Табор воспользовался замешательством нападавших, вскочил и со всех ног бросился бежать. Силы уже покидали его, когда он споткнулся и упал на что-то влажное. Это была глубокая яма, полная опавших листьев, в которые Табор мгновенно зарылся. Преследователи включили карманные фонари и осмотрели все вокруг. Ничего подозрительного они не заметили. Беглец исчез.
Совещание у тела Ламбера было недолгим.
— Возьмем его с собой?
— Не знаю. Кто бы это мог быть?
— Понятия не имею. Подумаешь — одним больше, одним меньше.
— Ты сейчас так говоришь. Посмотрим, как ты запоешь, когда тебя поведут на гильотину.
Тут входная дверь замка вновь распахнулась, и на пороге появились Грандель и маркиз. Это спасло Ламберу жизнь. Мужчина ударил его ногой в лицо и скрылся в темноте.
С рассветом продрогший до костей Табор высунул голову из влажной листвы. Никого не было видно, и он бросился бежать в сторону шоссе.
Когда Ламбер пришел в себя, он выплюнул сгусток крови, а с ним и пару зубов. Несколько раз репортер безуспешно пытался приподняться. Наконец с большим трудом ему удалось встать на колени.
Добравшись до деревни, он вытащил из постели хозяина единственного трактира и попросил влить ему в рот полбутылки коньяка.
— Кто это вас так отделал? — запинаясь спросил трактирщик.
Ламбер, криво ухмыляясь распухшими губами, доверительно прошептал:
— Мэр застал меня у своей жены!
Шутка Ламбера попала в цель, так как мэр около года назад женился на дочери владельца гаража в Диезе, чей жизнерадостный характер и легкомыслие не давали мэру покоя.
Трактирщик понимающе кивнул, предвкушая, как вечером преподнесет завсегдатаям трактира историю Ламбера, сопроводив ее собственными комментариями.
После неудачи в Верде Де Брюн решил лично заняться этим делом. Но ему необходимо было заручиться согласием Авакасова.
Авакасов относился к тем немногим людям, перед которыми Де Брюн испытывал животный страх.
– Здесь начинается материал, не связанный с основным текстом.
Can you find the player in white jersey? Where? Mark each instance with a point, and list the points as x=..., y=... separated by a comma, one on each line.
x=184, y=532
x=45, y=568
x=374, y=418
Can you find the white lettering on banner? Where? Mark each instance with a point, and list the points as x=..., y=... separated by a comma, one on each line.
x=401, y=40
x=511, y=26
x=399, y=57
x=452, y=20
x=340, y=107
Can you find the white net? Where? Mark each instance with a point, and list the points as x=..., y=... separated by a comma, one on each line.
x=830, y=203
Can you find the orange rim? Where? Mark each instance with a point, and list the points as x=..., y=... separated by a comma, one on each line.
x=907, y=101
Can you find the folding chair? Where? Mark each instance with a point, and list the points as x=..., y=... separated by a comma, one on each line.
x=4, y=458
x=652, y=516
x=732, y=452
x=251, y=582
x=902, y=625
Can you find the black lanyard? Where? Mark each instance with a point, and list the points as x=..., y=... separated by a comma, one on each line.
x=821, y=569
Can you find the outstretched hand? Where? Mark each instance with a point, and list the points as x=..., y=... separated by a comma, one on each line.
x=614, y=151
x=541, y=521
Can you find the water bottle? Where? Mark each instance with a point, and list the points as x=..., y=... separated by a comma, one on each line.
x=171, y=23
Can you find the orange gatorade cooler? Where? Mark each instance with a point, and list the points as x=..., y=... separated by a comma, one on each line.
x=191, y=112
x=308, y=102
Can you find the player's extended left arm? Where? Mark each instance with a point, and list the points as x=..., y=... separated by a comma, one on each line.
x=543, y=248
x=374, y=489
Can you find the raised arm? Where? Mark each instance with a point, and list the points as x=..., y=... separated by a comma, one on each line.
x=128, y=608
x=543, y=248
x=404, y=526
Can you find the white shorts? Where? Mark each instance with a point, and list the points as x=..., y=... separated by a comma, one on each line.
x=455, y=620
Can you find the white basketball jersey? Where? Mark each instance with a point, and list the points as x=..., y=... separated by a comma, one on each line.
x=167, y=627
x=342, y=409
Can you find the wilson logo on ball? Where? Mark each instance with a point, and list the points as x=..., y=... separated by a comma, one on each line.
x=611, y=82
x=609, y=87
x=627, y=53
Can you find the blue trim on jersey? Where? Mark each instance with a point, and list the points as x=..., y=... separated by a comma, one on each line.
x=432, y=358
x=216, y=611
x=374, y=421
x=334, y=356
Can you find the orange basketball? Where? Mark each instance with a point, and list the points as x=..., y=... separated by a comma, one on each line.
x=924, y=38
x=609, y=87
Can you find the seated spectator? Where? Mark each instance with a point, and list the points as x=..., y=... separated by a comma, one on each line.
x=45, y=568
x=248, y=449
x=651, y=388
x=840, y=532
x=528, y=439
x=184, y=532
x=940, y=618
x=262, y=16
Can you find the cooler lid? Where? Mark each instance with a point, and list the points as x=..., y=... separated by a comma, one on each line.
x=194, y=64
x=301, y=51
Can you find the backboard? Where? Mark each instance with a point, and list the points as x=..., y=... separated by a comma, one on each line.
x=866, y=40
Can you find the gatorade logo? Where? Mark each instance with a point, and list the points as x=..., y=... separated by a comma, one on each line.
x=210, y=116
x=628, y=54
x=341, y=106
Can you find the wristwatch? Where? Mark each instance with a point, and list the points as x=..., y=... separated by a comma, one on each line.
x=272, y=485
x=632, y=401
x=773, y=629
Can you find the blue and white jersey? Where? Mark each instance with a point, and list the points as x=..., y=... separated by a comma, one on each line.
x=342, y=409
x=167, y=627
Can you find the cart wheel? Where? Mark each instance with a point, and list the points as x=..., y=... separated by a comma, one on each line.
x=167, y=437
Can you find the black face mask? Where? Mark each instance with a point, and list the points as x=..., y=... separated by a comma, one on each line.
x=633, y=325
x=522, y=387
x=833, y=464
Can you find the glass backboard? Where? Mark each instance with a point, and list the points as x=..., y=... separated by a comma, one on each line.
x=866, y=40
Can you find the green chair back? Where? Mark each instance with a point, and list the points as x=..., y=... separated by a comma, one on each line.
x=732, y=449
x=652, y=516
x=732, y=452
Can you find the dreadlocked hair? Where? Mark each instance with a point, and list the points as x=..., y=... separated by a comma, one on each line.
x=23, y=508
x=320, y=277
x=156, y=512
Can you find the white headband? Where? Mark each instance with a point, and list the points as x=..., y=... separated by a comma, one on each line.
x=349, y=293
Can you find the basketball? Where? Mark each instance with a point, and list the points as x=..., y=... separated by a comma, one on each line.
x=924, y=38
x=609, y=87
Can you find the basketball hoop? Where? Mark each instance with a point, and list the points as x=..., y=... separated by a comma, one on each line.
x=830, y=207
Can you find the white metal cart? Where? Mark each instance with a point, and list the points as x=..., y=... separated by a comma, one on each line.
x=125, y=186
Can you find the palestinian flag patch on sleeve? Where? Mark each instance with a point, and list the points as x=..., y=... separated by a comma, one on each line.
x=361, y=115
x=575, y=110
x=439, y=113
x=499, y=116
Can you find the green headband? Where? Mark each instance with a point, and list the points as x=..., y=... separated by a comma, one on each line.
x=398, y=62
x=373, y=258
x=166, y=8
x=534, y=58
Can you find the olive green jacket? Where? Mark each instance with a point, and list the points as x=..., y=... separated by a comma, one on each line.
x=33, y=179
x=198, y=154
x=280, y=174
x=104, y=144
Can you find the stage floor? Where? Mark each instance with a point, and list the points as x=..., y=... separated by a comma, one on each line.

Он знал, что власть этого человека почти безгранична и того, кто серьезно раздражал его, он уничтожал. Хотя старик и жил затворником в древнем монастыре, который купил в родной греческой деревушке, перевез во Францию и восстановил в Жанвиле, в делах и в отношении к людям он был отнюдь не сентиментальным, как и в те времена, когда поставками оружия во Францию и одновременно ее противнику, кайзеровской Германии, заложил краеугольный камень своего огромного состояния.